The driver moved to Shone’s other side. He might have been trying to outdo his colleague’s caring look. “Calm down now. We’ll see to everything for you. What have you done to your head?”

“Banged it. Hit it with, you wouldn’t believe me, it doesn’t matter. I’ll be fine. If I can just fetch my stuff—”

“What have you lost? Won’t it be in the house?”

“That’s right, at the top. My shoes are.”

“Feet hurting, are they? No wonder with you wandering around like that on a night like this. Here, get his other arm.” The driver had taken Shone’s right elbow in a firm grip, and now he and his partner easily lifted Shone and bore him towards the house. “What’s your name, sir?” the driver enquired.

“Not Thomson, whatever anyone says. Not Tommy Thomson or Tom either. Or rather, it’s Tom all right, but Tom Shone. That doesn’t sound like Thomson, does it? Shone as in shine. I used to know someone who said I still shone for her, you still shine for me, she’d say. Been to see her today as a matter of fact.” He was aware of talking too much as the policemen kept nodding at him and the house with its two lit windows—the television lounge’s and his—reared over him. “Anyway, the point is the name’s Shone,” he said. “Ess aitch, not haitch as some youngsters won’t be told it isn’t, oh en ee. Shone.”

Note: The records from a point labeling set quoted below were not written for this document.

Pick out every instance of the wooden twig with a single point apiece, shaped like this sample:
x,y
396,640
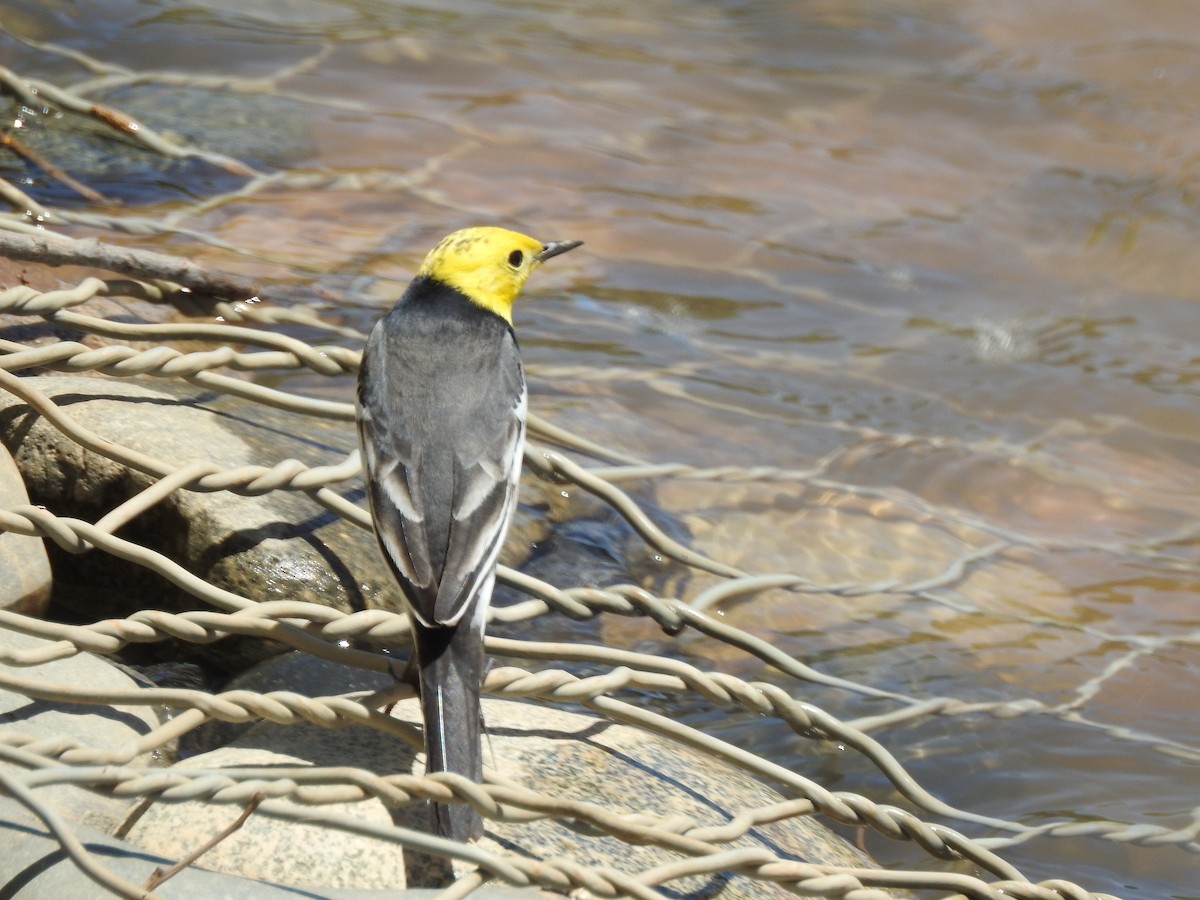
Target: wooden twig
x,y
125,261
49,168
160,875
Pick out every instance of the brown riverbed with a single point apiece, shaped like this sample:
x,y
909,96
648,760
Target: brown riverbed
x,y
945,252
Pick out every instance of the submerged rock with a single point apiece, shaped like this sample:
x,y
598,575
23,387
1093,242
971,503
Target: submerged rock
x,y
545,749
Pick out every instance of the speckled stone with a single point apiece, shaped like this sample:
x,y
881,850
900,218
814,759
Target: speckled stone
x,y
24,565
546,749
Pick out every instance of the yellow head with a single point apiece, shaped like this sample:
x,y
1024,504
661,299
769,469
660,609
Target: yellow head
x,y
490,265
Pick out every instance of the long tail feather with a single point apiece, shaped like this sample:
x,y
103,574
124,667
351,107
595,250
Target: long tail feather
x,y
451,666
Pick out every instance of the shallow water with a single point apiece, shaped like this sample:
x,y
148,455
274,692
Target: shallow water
x,y
946,250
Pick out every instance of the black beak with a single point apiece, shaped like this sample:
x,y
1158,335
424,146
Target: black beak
x,y
553,249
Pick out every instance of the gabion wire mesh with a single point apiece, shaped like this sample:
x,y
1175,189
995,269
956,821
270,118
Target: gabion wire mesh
x,y
243,336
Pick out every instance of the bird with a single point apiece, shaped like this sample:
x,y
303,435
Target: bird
x,y
441,412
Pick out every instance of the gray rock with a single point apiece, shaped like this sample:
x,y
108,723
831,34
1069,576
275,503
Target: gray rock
x,y
282,545
90,726
546,749
34,868
24,565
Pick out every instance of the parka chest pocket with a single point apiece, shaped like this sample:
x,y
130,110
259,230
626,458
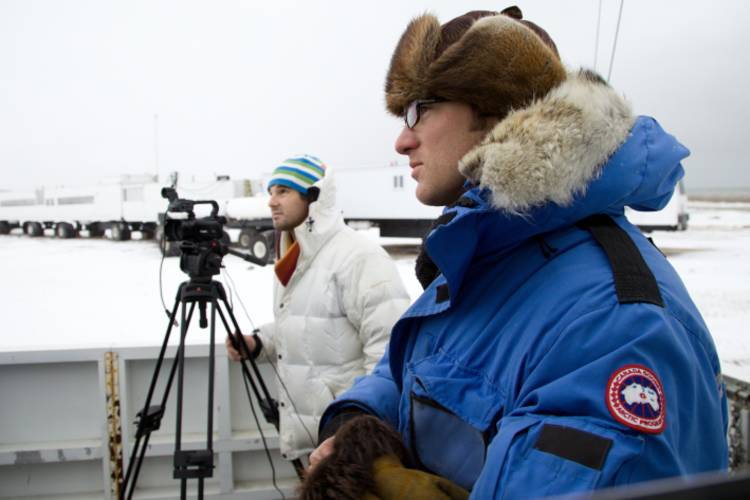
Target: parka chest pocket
x,y
444,444
452,416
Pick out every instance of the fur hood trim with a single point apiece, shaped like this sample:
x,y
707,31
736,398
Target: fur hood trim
x,y
551,150
498,64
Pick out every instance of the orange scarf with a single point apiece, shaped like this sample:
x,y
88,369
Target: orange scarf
x,y
286,265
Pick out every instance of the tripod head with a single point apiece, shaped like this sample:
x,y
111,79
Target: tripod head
x,y
202,240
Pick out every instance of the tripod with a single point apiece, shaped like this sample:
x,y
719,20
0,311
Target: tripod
x,y
195,464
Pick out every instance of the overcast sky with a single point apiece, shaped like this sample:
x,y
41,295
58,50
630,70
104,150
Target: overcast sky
x,y
91,89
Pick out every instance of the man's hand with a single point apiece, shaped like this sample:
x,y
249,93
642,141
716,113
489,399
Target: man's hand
x,y
232,352
322,451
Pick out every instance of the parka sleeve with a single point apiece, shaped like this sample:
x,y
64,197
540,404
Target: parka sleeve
x,y
566,434
374,298
266,333
375,394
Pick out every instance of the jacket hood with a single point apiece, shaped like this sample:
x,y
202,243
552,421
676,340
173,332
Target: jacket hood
x,y
576,152
323,220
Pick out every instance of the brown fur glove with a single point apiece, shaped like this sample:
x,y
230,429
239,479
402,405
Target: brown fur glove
x,y
369,461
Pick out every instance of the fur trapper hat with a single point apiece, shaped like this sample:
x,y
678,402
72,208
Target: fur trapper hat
x,y
492,61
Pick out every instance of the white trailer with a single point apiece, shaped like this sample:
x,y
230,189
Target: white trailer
x,y
121,205
384,197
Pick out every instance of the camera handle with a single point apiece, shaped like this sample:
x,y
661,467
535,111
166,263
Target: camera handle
x,y
190,464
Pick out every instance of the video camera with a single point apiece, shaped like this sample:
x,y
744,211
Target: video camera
x,y
203,242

“We’ve got you.” The driver reached for the empty bellpush, then pounded on the front door. It swung inwards almost at once, revealing the manager. “Is this gentleman a guest of yours, Mr. Snell?” the driver’s colleague said.

“Mr. Thomson. We thought we’d lost you,” Snell declared, and pushed the door wide. All the people from the television lounge were lining the hall like spectators at a parade. “Tommy Thomson,” they chanted.

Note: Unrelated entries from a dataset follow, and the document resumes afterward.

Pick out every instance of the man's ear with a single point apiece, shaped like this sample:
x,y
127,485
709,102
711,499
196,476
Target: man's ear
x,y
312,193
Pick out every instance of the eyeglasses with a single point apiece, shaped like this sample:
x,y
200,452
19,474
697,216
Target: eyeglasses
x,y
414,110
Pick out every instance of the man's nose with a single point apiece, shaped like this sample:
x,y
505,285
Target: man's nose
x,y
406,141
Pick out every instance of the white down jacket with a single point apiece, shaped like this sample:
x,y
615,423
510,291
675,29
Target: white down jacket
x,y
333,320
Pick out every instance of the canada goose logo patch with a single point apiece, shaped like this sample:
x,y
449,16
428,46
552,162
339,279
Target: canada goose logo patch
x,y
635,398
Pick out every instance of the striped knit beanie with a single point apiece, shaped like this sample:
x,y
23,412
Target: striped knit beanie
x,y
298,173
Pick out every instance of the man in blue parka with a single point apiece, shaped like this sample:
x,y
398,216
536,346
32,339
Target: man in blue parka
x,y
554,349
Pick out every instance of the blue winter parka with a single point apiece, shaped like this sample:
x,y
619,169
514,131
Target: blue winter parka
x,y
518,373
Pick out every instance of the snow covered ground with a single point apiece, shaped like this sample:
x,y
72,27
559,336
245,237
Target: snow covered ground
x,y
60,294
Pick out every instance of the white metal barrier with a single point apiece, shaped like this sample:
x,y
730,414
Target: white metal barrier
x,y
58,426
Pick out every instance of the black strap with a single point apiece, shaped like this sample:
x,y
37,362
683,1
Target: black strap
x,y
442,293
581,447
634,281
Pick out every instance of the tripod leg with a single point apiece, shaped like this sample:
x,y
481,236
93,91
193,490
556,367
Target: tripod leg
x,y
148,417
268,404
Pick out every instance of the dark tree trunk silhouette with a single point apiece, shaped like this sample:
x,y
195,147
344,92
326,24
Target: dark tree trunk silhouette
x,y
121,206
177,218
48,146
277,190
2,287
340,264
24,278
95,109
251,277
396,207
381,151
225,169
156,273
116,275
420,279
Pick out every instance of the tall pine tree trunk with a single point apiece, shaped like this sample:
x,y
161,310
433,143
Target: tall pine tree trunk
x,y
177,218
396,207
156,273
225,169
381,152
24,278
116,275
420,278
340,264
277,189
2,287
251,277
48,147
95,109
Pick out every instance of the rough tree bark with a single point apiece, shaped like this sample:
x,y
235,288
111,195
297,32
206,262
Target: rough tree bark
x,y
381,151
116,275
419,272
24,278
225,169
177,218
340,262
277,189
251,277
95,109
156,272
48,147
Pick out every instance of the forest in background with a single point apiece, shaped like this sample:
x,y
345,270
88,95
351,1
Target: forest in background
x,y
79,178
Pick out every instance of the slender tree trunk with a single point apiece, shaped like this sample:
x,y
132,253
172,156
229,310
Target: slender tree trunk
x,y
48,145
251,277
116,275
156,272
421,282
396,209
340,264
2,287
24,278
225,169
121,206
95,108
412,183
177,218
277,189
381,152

“That’s not me,” Shone protested, pedaling helplessly in the air until his slippers flew into the hall. “I told you—”

“You did, sir,” the driver murmured, and his partner said even lower, “Where do you want us to take you?”

“To the top, just to—”

“We know,” the driver said conspiratorially. The next moment Shone was sailing to the stairs and up them, with the briefest pause as the policemen retrieved a slipper each. The chant from the hall faded, giving way to a silence that seemed most breathlessly expectant in the darkest sections of the house. He had the police with him, Shone reassured himself. “I can walk now,” he said, only to be borne faster to the termination of the stairs. “Where the door’s open?” the driver suggested. “Where the light is?”

“That’s me. Not me really, anything but, I mean—”

They swung him through the doorway by his elbows and deposited him on the carpet. “It couldn’t be anybody else’s room,” the driver said, dropping the slippers in front of Shone. “See, you’re already here.”

Shone looked where the policemen were gazing with such sympathy it felt like a weight that was pressing him into the room. A photograph of himself and Ruth, arms around each other’s shoulders with a distant mountain behind, had been removed from his drenched suit and propped on the shelf in place of the telephone. “I just brought that,” he protested, “you can see how wet it was,” and limped across the room to don his shoes. He hadn’t reached them when he saw himself in the mirror.

He stood swaying a little, unable to retreat from the sight. He heard the policemen murmur together and withdraw, and their descent of the stairs, and eventually the dual slam of car doors and the departure of the vehicle. His reflection still hadn’t allowed him to move. It was no use his telling himself that some of the tangle of wrinkles might be cobwebs, not when his hair was no longer graying but white. “All right, I see it,” he yelled—he had no idea at whom. “I’m old. I’m old.”